電車の中でぶつぶつぶつぶつ言ってたあの西郷隆盛似のおっさん。通称、性の悦びを知りやがっておじさん。殺害されたらしい。性の悦びを知らずに死にやがっておじさんになっちゃったのか?

いでたちや振る舞いにおいて、大多数の人々の平均からの逸脱量の大きな人が公の場に現れると、目撃したほうは心がざわつくものらしい。で、その場にいない人々とも情報を共有することによって、事態を公共化すれば、多少なりとも気持ちが落ち着くものらしい。

昔だったら、警察に通報するとか、新聞社やテレビ局に電話するとか、後で家族や友達に話すとかだったんだろうけど。今は、twitterという便利な道具がある。とりあえず、つぶやいとけー。

で、つぶやくに際して、まあ、いいんだけど、「セーラー服おじさん」を参照する人が、なぜかけっこういる。平均値からの逸脱量の大きな部類における、一種の基準、みたいな扱い?

そういうわけで、エゴサしていると、いろんなタイプの風変わりな人の目撃情報が、ついでにひっかかってくることがよくある。おかげで、その手の人の出現が、割と早めにキャッチできている。





●人物像が明かされるにつれて人気も上昇

性の悦びを知りやがっておじさんの映像がYouTubeに上がったのは、2016年10月6日(木)のことである。電車のシートに座って、不機嫌そうにぶつぶつ言っている。車内アナウンスから、京王井の頭線各駅停車吉祥寺行が永福町駅にさしかかるあたりのようである。

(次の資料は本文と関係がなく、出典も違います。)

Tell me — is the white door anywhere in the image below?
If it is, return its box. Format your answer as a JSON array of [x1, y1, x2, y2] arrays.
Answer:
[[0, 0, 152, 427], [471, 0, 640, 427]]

次のふたつのつぶやきがtwitterに上がったのは、それから四日後の10月10日(月)のことである。

・ただ性の喜びおじさんはセーラー服おじさんやファミマの加藤さんみたいにいい意味で名物になりそうな気はする
21:08 - 2016年10月10日

・性の喜びおじさんもセーラー服おじさんみたいにいつか女子高生の間で人気者になって「私にも性の喜び教えてください〜」みたいに言われるんじゃないの 
21:46 - 2016年10月10日

電車内の動画は一方的に撮影したもののようだが、それから二週間ほど経った10月23日(日)、実際に話しかけてみた人からの情報が上がった。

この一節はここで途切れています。